Rollandin si candida e risulta il primo eletto di Pour l’Autonomie, ma a causa della “Severino” stessa (conclusi quindi i 18 mesi di sospensione previsti dalla norma) rientrerà in Consiglio Valle solo il 18 novembre. Per i primi lavori in aula della nuova Legislatura l’ex “Imperatore” sospeso era sostituito dal collega di partito Gian Carlo Stevenin, consigliere regionale solamente dal 20 ottobre al 6 novembre 2020.

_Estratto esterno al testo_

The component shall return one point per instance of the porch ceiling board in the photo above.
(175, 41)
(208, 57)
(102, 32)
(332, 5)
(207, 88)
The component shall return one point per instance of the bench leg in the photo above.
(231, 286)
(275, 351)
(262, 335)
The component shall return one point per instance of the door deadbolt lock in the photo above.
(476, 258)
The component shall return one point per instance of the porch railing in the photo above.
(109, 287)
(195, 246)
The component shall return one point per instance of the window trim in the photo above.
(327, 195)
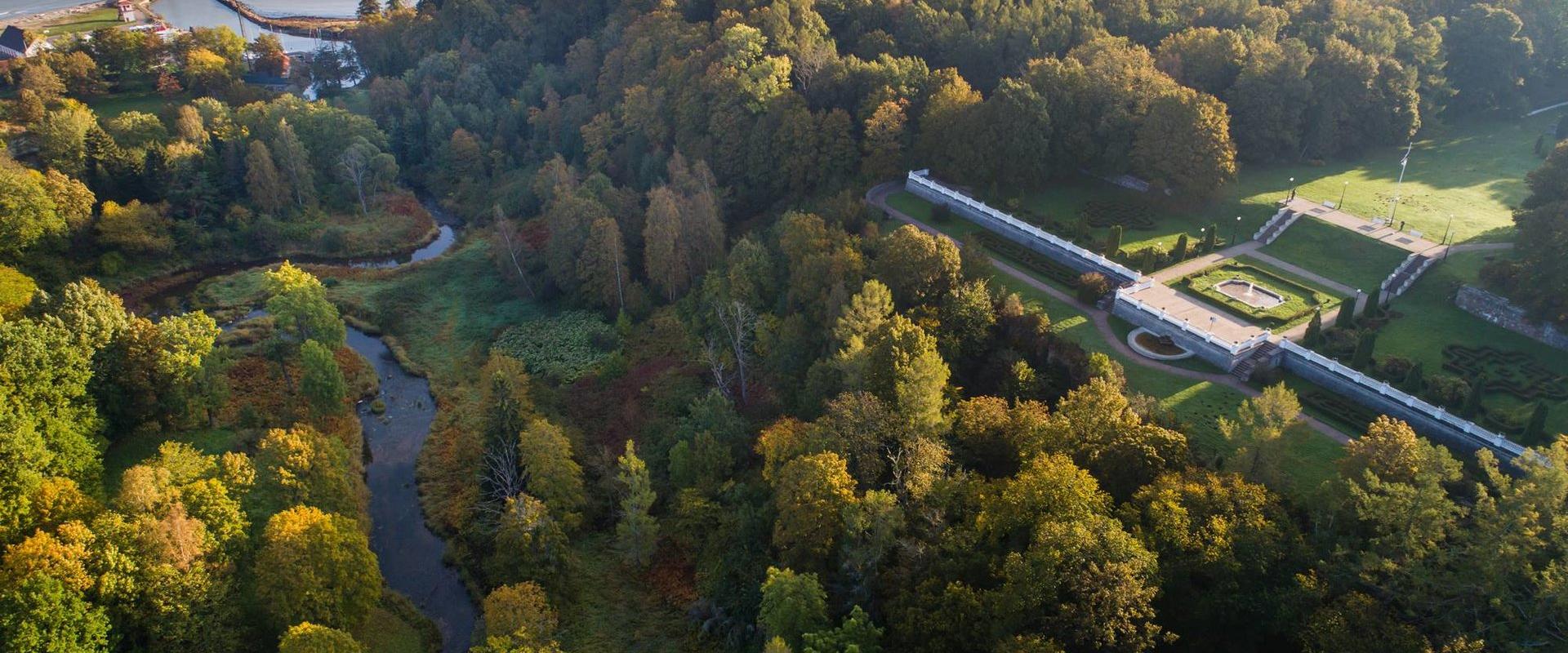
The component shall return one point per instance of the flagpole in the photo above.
(1402, 165)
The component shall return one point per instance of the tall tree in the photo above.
(637, 533)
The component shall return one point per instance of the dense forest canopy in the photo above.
(794, 423)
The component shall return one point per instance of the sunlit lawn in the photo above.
(1472, 171)
(1429, 322)
(90, 20)
(1336, 252)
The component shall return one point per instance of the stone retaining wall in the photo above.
(1429, 420)
(1501, 312)
(1017, 230)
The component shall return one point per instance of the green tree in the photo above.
(310, 637)
(44, 615)
(809, 495)
(1487, 57)
(322, 381)
(1256, 436)
(554, 477)
(792, 605)
(918, 267)
(855, 634)
(905, 370)
(294, 165)
(637, 533)
(27, 211)
(315, 567)
(601, 269)
(300, 307)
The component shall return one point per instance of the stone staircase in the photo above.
(1264, 351)
(1271, 230)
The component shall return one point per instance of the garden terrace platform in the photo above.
(1410, 242)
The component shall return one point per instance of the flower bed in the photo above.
(1297, 301)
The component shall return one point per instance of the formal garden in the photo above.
(1256, 295)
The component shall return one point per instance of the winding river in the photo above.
(408, 550)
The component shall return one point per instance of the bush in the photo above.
(1446, 390)
(564, 346)
(1092, 287)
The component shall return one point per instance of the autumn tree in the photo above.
(315, 567)
(322, 381)
(637, 533)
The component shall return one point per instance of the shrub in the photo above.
(1092, 287)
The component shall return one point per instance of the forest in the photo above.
(692, 392)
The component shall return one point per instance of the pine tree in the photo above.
(1414, 381)
(1535, 429)
(1374, 304)
(1314, 331)
(1472, 400)
(1363, 358)
(637, 533)
(294, 163)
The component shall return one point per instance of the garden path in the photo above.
(879, 198)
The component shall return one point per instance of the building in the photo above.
(15, 46)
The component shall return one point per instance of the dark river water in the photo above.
(410, 553)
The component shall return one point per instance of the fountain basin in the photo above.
(1249, 293)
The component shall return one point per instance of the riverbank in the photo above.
(56, 16)
(296, 25)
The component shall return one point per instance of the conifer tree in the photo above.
(637, 533)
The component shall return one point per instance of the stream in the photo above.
(410, 553)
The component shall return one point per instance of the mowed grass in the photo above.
(1429, 322)
(112, 105)
(87, 20)
(1471, 171)
(1336, 252)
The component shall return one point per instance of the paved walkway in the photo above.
(879, 198)
(1380, 232)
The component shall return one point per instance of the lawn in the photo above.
(1196, 404)
(146, 102)
(88, 20)
(1471, 171)
(1428, 322)
(1336, 252)
(1298, 304)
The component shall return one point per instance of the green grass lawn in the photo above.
(1298, 300)
(88, 20)
(1429, 322)
(443, 312)
(1336, 252)
(1472, 171)
(146, 102)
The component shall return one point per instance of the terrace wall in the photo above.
(1501, 312)
(1017, 230)
(1429, 420)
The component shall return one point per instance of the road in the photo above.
(879, 198)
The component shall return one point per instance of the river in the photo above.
(410, 553)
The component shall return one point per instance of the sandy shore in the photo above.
(52, 16)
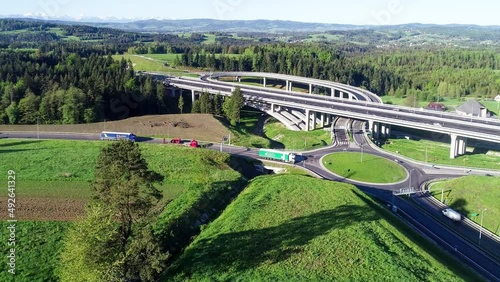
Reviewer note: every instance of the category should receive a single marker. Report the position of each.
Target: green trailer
(277, 155)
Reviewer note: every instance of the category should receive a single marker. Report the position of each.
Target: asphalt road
(449, 240)
(397, 115)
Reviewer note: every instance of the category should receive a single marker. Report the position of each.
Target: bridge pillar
(312, 117)
(388, 129)
(376, 130)
(382, 130)
(453, 146)
(308, 120)
(462, 145)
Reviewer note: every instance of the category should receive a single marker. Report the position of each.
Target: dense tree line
(115, 241)
(61, 86)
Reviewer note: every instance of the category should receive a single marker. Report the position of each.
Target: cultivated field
(54, 176)
(187, 126)
(296, 228)
(53, 184)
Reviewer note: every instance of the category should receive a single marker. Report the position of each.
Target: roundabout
(366, 168)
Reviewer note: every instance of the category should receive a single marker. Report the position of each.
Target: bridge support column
(312, 117)
(453, 146)
(382, 131)
(376, 130)
(388, 129)
(308, 120)
(462, 145)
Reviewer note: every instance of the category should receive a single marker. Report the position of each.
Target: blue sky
(482, 12)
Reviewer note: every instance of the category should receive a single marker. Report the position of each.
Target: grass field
(297, 140)
(349, 165)
(151, 65)
(296, 228)
(53, 183)
(471, 195)
(37, 250)
(323, 37)
(195, 126)
(439, 153)
(275, 134)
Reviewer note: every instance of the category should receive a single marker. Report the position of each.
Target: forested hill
(287, 31)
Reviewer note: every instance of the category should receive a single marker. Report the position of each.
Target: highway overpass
(354, 103)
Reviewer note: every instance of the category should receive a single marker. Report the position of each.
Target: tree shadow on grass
(459, 205)
(243, 250)
(18, 143)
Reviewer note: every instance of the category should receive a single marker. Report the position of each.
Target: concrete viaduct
(304, 111)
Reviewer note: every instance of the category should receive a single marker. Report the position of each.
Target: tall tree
(181, 103)
(122, 246)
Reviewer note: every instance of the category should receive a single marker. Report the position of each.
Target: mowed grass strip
(439, 153)
(372, 169)
(297, 140)
(472, 194)
(38, 245)
(296, 228)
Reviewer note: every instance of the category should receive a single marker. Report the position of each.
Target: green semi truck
(277, 155)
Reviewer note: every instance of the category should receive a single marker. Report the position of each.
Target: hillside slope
(294, 228)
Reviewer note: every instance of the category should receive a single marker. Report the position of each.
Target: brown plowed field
(187, 126)
(49, 209)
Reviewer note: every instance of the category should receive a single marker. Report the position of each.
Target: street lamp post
(361, 152)
(425, 153)
(481, 227)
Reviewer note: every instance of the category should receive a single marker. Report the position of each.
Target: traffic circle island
(366, 168)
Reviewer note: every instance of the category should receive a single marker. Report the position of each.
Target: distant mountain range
(212, 25)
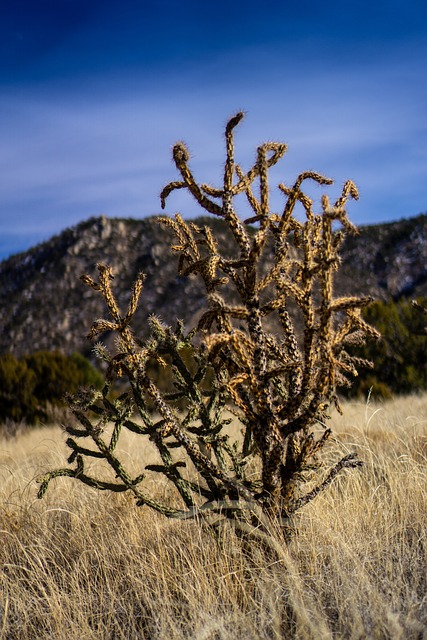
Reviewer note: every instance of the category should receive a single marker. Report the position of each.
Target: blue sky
(93, 95)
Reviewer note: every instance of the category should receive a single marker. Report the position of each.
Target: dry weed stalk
(278, 384)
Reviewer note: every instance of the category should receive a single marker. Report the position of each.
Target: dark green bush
(34, 384)
(399, 357)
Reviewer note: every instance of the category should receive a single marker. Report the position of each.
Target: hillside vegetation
(44, 306)
(85, 565)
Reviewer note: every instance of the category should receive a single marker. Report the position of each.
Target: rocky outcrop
(44, 305)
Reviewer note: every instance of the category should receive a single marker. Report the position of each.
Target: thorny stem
(270, 347)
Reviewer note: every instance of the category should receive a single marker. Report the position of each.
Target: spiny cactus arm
(348, 462)
(82, 477)
(181, 157)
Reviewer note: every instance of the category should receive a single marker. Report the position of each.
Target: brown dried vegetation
(278, 384)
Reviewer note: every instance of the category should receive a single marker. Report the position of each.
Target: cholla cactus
(271, 347)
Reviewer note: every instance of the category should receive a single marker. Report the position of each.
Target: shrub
(399, 356)
(33, 387)
(270, 347)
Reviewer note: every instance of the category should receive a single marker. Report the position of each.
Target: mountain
(44, 305)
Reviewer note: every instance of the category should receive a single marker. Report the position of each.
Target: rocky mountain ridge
(44, 305)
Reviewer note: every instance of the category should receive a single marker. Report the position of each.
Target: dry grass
(83, 565)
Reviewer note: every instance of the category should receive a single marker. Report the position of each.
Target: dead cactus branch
(270, 348)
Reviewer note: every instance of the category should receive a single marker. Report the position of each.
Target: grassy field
(81, 565)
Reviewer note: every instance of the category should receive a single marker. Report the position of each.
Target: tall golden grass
(81, 564)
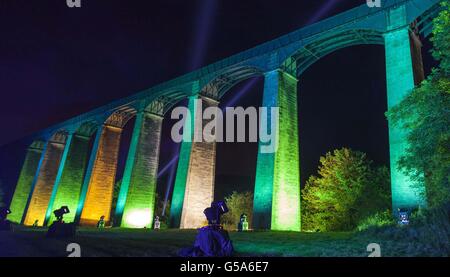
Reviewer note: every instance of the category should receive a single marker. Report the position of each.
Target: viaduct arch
(59, 168)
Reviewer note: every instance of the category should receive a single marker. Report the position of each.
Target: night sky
(56, 63)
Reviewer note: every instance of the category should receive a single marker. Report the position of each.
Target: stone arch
(87, 129)
(120, 117)
(306, 56)
(223, 82)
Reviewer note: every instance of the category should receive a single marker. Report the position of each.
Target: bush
(376, 220)
(347, 189)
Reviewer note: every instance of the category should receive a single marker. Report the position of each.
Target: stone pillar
(136, 202)
(194, 183)
(45, 180)
(25, 183)
(99, 195)
(276, 203)
(68, 185)
(400, 82)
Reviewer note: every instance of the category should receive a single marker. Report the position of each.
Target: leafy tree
(425, 113)
(348, 188)
(238, 203)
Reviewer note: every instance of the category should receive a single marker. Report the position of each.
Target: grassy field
(165, 243)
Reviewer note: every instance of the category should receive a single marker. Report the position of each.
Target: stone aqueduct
(58, 169)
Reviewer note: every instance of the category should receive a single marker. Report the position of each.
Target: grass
(165, 243)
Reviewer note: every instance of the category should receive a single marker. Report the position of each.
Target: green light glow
(400, 81)
(138, 218)
(179, 189)
(25, 182)
(277, 187)
(139, 207)
(71, 179)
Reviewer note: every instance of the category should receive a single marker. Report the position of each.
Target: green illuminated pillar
(45, 180)
(179, 188)
(136, 202)
(97, 201)
(194, 184)
(25, 182)
(88, 174)
(276, 203)
(400, 81)
(70, 180)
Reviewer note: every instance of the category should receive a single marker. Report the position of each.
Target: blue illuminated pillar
(400, 82)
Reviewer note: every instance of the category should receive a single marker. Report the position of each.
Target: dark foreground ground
(165, 243)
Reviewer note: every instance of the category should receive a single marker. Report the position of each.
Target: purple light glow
(203, 28)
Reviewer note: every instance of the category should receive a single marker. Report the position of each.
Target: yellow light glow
(138, 218)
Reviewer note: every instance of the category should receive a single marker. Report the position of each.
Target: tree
(238, 203)
(348, 188)
(425, 114)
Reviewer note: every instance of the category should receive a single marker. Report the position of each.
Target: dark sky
(56, 63)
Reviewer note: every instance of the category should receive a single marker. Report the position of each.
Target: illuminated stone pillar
(68, 185)
(194, 183)
(276, 203)
(136, 202)
(400, 82)
(25, 183)
(45, 180)
(99, 195)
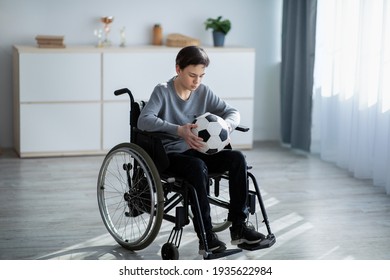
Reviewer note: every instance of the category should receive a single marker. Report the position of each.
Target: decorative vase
(218, 38)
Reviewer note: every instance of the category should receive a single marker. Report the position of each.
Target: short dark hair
(192, 55)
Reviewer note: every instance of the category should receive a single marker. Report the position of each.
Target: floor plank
(48, 210)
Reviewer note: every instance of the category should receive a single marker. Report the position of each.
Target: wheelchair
(135, 195)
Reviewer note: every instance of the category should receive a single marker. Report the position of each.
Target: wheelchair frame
(135, 195)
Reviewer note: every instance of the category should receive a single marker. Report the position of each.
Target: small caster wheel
(169, 251)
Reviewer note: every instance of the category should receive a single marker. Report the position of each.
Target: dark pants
(194, 167)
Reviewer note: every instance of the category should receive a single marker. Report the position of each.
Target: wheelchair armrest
(242, 128)
(151, 142)
(159, 135)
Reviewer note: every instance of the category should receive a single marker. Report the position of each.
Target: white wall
(255, 23)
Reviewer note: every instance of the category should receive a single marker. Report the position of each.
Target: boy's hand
(193, 141)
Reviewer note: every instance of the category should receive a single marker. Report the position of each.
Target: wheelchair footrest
(265, 243)
(228, 252)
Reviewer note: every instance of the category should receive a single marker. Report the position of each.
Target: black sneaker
(245, 234)
(213, 243)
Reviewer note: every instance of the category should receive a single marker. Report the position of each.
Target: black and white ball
(214, 131)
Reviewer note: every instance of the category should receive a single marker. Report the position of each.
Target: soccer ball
(214, 131)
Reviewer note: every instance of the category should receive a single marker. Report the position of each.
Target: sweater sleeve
(221, 108)
(150, 120)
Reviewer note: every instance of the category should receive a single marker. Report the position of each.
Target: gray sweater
(166, 111)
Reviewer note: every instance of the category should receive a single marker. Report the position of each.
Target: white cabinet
(64, 101)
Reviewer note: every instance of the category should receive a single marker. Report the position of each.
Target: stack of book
(47, 41)
(179, 40)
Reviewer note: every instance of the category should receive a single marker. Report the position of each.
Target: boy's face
(191, 76)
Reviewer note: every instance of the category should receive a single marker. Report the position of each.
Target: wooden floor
(48, 210)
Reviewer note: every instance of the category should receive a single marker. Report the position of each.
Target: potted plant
(220, 28)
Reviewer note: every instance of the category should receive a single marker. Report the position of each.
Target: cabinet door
(53, 77)
(139, 71)
(116, 127)
(59, 128)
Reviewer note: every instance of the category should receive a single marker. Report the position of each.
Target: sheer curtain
(351, 92)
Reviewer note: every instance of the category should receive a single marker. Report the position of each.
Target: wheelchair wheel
(130, 196)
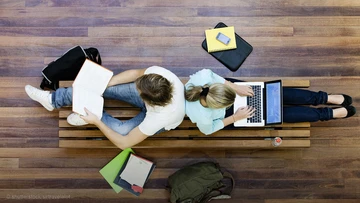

2023 la strana “staffetta” Testolin-Lavévaz e l’ultimo cambio al vertice
Calato il sipario su Egomnia, tutto sembrava cambiare di nuovo, e in fretta. Alla ricerca di un equilibrio politico i cui ricordi, ormai, si perdono nel tempo. Alla fine, però, la famosa – o forse “fumosa” – staffetta Lavévaz-Testolin è caduta nel vuoto, con il consigliere Uv a chiamarsi inaspettatamente fuori. Il cerino – anzi il “rompicapo” di una crisi politica autoindotta – era quindi tornato in capo a Lavévaz. Enigma che non è riuscito a risolvere. E a dirlo, intervistato da noi, è stato il diretto interessato, con parole inequivocabili: “Ci ho riflettuto a lungo, una riflessione che avevo già fatto nel mese di novembre quando vedevo che avevo davanti un vicolo cieco, dal quale non riuscivo a uscire in nessun modo, per portare a termine quanto mi era stato chiesto dal mio movimento: completare la Giunta, restando a 18“.
Ora i movimenti politici restano alla finestra. In base alla legge regionale la ricostituzione di un governo e di una maggioranza dovrà avvenire nei prossimi 60 giorni. Oppure, finite le alchimie in Consiglio Valle, si tornerà alle urne. Che riparta il dialogo con il centrodestra – cercando intanto di capire cosa ne pensa la base unionista, che viste le turbolenze interne ha rinviato il Conseil Fédéral in programma ieri -, o che si tenti l’impresa (forse disperata) di ricucire una maggioranza in macerie la speranza è una sola. Che l’ennesimo cambiamento non sia – soprattutto in questo momento storico, nella “tenaglia” tra una guerra alle porte dell’Europa, la lunga coda di una pandemia ed una crisi energetica senza precedenti – un “cambiare per cambiare” o addirittura perché nulla cambi. Perché un cambio di passo, una politica che si vuole con la “P” maiuscola, è quello che chiedono, o dovrebbero chiedere davvero, oggi i valdostani. Altrimenti, fuori dai “giochi di palazzo” e funambolismi politici che elezioni siano. Anche se nessuno a palazzo le vuole, e nonostante la legge elettorale attuale.